You might be curious to know about the mechanisms of generation of nerve impulse and its conduction along an axon. When a stimulus is applied at a site.
on the polarised membrane, the membrane at the site A becomes freely permeable to Na+. This leads to a rapid influx of Na+ followed by the reversal of the polarity at that site, i.e., the outer surface of the membrane becomes negatively charged and the inner side becomes positively charged.
The polarity of the membrane at the site A is thus reversed and hence depolarised. The electrical potential difference across the plasma membrane at the site A is called the action potential, which is in fact termed as a nerve impulse.
At sites immediately ahead, the axon (e.g., site B) membrane has a positive charge on the outer surface and a negative charge on its inner surface. As a result, a current flows on the inner surface from site A to site B. On the outer surface current flows from site B to site A to complete the circuit of current flow.

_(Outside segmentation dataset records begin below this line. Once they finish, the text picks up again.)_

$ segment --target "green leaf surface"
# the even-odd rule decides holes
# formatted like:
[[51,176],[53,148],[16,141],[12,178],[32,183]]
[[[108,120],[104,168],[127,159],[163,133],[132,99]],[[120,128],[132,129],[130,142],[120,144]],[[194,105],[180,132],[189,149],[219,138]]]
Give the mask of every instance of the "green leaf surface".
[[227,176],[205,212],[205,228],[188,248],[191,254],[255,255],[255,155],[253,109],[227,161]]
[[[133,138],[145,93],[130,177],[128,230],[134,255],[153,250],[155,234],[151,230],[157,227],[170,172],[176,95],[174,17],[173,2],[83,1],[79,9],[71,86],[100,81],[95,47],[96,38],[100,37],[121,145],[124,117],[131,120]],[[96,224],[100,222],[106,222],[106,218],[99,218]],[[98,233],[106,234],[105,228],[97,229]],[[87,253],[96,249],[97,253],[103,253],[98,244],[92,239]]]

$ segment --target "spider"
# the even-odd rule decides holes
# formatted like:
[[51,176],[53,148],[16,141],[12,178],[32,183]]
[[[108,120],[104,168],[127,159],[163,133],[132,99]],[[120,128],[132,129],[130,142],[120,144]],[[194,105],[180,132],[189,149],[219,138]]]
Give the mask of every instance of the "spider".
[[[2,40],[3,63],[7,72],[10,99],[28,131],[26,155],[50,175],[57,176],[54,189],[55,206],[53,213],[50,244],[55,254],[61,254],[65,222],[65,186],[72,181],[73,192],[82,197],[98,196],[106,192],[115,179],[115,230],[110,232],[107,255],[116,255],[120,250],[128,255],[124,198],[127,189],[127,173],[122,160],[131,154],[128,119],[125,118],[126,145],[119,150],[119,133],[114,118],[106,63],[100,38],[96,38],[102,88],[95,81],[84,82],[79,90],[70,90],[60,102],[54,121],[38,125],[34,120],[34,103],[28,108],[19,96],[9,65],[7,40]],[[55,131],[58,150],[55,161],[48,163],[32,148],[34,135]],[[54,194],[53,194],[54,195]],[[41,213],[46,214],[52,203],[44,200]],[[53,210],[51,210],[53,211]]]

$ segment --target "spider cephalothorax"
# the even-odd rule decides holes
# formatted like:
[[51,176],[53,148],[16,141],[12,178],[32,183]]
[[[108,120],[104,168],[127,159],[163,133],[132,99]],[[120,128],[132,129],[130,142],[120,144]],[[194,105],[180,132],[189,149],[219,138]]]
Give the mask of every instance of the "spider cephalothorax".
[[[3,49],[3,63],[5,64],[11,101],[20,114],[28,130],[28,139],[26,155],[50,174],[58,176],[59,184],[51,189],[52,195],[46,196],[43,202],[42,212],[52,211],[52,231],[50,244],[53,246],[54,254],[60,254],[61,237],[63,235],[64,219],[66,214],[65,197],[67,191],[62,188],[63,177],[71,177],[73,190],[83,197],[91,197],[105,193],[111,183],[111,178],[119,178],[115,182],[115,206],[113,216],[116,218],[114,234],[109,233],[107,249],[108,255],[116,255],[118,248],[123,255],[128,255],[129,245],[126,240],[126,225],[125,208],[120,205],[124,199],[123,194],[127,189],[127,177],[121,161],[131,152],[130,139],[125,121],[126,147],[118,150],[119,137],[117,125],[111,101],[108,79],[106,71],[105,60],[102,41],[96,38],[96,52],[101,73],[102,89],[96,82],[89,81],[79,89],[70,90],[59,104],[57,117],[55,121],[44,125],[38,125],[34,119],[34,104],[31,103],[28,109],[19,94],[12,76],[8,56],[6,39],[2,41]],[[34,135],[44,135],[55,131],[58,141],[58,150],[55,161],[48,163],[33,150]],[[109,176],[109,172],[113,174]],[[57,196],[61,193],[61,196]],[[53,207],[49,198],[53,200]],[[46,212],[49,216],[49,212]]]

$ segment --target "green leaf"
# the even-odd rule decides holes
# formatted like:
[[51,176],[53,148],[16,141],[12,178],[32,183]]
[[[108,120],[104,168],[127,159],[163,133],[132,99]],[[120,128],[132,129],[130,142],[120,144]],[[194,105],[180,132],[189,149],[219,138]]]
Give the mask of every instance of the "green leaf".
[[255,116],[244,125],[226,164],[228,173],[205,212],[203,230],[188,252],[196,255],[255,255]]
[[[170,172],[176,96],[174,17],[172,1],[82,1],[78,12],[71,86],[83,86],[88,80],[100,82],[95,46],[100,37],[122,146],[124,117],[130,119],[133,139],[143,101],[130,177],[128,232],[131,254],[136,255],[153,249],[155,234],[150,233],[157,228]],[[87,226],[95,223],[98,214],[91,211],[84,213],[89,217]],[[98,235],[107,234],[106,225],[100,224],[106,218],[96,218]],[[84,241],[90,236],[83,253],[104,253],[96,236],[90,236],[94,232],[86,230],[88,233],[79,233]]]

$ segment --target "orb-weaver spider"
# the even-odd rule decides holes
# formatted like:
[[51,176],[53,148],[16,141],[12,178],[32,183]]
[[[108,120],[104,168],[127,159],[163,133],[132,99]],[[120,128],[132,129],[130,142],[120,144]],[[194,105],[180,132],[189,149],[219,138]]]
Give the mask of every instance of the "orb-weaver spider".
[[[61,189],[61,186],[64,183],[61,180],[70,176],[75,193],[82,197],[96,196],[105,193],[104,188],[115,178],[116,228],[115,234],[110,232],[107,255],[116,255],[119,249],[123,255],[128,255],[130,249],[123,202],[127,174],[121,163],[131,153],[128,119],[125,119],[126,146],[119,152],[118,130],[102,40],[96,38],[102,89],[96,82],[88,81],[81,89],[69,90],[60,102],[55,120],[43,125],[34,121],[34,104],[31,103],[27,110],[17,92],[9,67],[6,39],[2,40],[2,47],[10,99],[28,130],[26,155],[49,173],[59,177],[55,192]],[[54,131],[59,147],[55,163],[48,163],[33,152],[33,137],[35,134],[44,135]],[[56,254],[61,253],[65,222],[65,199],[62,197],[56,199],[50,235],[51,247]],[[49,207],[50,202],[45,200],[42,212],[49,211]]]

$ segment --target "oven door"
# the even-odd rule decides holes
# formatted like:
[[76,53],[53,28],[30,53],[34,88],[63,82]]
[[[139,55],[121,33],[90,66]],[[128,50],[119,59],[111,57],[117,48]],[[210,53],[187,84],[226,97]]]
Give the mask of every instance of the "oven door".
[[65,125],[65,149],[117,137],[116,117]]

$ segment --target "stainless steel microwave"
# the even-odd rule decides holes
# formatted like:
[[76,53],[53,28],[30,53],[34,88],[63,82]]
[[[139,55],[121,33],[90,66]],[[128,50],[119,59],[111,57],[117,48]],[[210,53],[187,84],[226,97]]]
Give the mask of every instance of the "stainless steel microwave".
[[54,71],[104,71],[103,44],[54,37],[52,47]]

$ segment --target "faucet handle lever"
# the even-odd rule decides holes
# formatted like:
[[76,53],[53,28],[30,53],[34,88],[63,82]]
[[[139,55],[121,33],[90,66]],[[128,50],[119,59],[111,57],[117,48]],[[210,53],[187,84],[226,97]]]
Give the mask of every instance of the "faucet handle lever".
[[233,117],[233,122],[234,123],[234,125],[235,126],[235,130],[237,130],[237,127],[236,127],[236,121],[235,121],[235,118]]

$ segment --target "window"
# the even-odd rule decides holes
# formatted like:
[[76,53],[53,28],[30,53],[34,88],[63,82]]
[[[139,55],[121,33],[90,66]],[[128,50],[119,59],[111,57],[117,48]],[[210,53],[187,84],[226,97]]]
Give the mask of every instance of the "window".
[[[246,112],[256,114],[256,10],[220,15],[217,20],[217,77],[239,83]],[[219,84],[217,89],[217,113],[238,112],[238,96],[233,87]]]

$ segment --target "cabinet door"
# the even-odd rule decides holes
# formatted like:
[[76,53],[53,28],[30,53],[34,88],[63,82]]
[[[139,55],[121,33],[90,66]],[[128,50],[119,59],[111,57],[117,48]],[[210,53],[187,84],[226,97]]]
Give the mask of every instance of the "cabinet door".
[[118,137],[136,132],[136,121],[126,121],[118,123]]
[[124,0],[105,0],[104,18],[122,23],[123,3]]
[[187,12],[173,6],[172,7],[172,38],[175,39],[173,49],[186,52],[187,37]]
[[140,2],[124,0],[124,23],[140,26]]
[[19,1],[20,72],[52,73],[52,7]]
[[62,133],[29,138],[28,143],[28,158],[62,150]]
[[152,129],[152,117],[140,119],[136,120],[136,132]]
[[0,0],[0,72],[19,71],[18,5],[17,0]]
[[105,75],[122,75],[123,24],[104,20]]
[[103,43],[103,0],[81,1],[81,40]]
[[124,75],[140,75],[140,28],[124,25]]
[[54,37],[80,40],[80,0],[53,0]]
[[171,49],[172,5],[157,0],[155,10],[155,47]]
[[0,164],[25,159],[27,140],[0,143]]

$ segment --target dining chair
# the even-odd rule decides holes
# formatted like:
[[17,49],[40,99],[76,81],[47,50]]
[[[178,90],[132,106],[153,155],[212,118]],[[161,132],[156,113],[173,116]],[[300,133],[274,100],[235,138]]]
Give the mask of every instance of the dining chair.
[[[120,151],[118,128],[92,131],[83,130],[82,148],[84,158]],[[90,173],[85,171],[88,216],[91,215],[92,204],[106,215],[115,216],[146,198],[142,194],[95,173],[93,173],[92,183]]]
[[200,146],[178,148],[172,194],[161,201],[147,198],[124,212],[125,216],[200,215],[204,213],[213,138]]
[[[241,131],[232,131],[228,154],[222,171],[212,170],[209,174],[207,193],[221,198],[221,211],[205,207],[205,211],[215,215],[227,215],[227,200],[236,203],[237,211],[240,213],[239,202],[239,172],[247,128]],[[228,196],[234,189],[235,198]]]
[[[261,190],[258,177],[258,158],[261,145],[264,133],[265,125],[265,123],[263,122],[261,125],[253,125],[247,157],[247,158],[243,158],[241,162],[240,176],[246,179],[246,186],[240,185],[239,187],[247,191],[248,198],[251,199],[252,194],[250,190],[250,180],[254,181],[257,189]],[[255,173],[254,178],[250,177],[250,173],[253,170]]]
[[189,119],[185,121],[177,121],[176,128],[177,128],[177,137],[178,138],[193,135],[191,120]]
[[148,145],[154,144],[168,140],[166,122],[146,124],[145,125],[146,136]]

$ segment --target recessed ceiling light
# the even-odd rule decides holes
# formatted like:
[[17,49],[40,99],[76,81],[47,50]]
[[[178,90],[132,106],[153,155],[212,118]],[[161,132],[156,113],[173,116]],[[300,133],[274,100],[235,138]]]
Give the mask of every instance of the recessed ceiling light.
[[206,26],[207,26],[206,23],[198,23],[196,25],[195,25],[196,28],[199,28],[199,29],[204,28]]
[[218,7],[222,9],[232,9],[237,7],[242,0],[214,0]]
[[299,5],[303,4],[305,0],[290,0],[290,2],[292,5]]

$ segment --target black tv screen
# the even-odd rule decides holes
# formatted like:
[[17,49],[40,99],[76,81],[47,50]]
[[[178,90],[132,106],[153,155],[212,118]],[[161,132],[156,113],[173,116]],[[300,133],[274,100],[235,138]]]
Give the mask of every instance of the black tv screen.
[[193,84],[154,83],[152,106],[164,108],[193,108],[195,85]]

Hence, the polarity at the site is reversed, and an action potential is generated at site B. Thus, the impulse (action potential) generated at site A arrives at site B. The sequence is repeated along the length of the axon and consequently the impulse is conducted.
The rise in the stimulus-induced permeability to Na+ is extremely shortlived. It is quickly followed by a rise in permeability to K+.
Within a fraction of a second, K+ diffuses outside the membrane and restores the resting potential of the membrane at the site of excitation and the fibre becomes once more responsive to further stimulation.